The decision is this. If, in two or three years or so (see, it's only "kind of" a decision at this point), the academic profession is not permitting me to live the kind of life that I want to live, I am allowed to leave it and pursue something else. And not--importantly--to feel like I have failed.
Sometimes I simply marvel at people who get to live wherever they want (with their partners, near their families and/or friends) and find work. I'm not desperate yet, and I can wait a couple more years to live with my boyfriend and maybe start a family. But the thought of doing the wandering-scholar thing for more than a few years, and always struggling with visits and the question of when we'll finally be able to be together--well, that thought is discouraging. So I need to decide now that there is a way out, that I can get another job and still have a good life, even if I never end up taking that route.

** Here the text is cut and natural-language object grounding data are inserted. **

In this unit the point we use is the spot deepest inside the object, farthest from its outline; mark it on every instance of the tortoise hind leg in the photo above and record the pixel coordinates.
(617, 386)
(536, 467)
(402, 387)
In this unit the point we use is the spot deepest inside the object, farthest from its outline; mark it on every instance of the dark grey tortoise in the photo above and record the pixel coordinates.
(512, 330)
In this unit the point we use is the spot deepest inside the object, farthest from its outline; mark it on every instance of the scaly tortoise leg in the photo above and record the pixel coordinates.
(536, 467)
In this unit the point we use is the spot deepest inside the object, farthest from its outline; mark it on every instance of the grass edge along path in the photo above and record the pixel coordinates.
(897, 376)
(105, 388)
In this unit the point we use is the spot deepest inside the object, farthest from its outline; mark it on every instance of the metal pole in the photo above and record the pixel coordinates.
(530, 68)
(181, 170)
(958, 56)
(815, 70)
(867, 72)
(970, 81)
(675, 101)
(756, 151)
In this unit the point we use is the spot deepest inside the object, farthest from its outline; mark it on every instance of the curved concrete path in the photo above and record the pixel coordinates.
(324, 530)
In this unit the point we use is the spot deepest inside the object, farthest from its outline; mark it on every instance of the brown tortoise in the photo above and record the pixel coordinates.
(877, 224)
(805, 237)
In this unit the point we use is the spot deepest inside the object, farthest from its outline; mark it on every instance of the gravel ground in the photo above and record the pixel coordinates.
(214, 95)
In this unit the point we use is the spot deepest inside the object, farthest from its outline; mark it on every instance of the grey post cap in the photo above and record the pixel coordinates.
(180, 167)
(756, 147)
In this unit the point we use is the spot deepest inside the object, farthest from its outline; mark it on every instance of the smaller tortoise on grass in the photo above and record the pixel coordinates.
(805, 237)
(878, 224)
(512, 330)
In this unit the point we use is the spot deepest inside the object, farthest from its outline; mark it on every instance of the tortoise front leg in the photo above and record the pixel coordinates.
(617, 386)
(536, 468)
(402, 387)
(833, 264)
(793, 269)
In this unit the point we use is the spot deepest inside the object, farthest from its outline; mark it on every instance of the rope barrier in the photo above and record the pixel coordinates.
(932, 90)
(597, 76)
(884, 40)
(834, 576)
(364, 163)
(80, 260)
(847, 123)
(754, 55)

(Caveat: This doesn't mean that I'm buying into the notion that I, The Woman in our couple, is the only one who might have to compromise. I am fortunate to have a partner who feels pretty much the same way about his career; he actually (partially) left academia in order to have more control over his professional future. He's still somewhat limited in where he'll be able to live, but basically he just needs to be in or very close to some kind of major urban center. And I know that he's willing to move for me. So it's not that I'm coming to terms with the idea that I might have to abandon my career for his, but rather that there's something comforting in remembering that there are other things I might like to do, and that it is not worth sacrificing the goodness in my life in order to VAP around the country indefinitely.)
I'm not in a pessimistic mood, or anything. I actually feel good about my chances on the market over the next few years, and I believe that I will get a decent job in a liveable location before too long. (Delusion? Hope is necessary.) But it's important for me to remember that this career is a choice, and that that choice can be unmade if I want it to be. It makes me happy. It reminds me that my life is chosen, and that it's mine.